Money for old notes: A Melbourne entrepreneur has made the world's first new-vehicle Bitcoin transaction, exchanging just over 100 of the internet cash credits for one of Tomcar's go-anywhere utilities.

Australian off-road utility-maker Tomcar closes world-first transaction with Bitcoin

6 Mar 2015

AUSTRALIAN all-terrain vehicle builder Tomcar has become the first auto manufacturer in the world to sell a new vehicle using the emerging, but still largely unknown alternative currency Bitcoin.

The Melbourne-based manufacturer officially recognised Bitcoin as a method of payment for its off-road vehicles in 2013, but until last month its customers had only bought Tomcar vehicles using Australian dollars.

Instead of handing over $31,000, 21st Century Education and Media Group CEO Jamie McIntyre paid 102.0424 Bitcoin for his Tomcar off-roader, marking the milestone new-vehicle payment.

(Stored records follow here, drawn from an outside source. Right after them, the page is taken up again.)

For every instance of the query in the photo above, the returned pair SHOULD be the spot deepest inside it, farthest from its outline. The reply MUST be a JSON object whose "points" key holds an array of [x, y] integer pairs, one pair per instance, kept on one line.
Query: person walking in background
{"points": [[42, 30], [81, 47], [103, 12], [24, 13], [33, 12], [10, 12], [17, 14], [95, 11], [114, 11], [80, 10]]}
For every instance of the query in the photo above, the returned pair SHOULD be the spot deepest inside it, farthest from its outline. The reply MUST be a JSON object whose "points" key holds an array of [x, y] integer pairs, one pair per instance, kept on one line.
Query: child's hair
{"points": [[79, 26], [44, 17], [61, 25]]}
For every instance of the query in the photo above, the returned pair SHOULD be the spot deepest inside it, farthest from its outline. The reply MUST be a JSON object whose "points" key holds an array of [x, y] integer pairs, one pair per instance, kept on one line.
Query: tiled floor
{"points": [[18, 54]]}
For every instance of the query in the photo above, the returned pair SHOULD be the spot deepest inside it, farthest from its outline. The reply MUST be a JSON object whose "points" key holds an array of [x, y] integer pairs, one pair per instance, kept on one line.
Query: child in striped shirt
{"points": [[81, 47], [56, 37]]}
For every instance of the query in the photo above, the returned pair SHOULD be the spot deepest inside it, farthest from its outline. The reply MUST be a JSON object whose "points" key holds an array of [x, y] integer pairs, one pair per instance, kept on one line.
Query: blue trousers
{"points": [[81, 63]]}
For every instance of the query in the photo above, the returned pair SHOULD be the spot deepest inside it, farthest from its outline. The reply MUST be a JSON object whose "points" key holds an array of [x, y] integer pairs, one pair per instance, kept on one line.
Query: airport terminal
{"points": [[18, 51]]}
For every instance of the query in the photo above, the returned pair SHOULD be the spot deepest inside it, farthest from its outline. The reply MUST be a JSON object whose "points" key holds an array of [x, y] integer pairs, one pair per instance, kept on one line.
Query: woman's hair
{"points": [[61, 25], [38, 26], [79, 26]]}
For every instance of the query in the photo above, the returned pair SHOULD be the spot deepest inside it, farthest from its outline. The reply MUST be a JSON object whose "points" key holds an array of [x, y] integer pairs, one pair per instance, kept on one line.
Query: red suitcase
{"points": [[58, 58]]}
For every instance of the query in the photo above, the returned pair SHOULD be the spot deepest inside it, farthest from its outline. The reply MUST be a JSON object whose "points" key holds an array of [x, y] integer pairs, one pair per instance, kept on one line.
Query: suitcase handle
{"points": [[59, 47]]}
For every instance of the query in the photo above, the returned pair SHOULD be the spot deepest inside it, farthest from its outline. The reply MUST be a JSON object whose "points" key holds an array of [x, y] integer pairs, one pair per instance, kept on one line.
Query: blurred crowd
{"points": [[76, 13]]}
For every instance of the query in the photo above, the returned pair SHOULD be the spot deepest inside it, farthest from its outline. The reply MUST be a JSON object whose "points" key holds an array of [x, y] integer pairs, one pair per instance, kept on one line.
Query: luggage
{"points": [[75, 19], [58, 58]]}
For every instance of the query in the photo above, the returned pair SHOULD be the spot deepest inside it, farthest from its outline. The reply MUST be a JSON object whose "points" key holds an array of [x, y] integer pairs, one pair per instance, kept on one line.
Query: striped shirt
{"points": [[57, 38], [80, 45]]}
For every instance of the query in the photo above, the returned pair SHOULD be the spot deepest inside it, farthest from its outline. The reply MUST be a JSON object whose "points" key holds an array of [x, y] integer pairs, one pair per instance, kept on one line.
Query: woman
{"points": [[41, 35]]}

The Melbourne-based publisher produces a range of finance, banking and trading magazines, including a publication due to launch next month that specifically focuses on the new currency.

Mr McIntyre bought the Tomcar as a present for his father who is a farmer and said that free or minimal-fee transactions possible with Bitcoin loosen the grip of large banking corporations with conventional currencies.

“I’m a huge supporter of Bitcoin as I believe it’s a disruptive technology that can reshape the banks’ dominance over the issuance of money,” he said.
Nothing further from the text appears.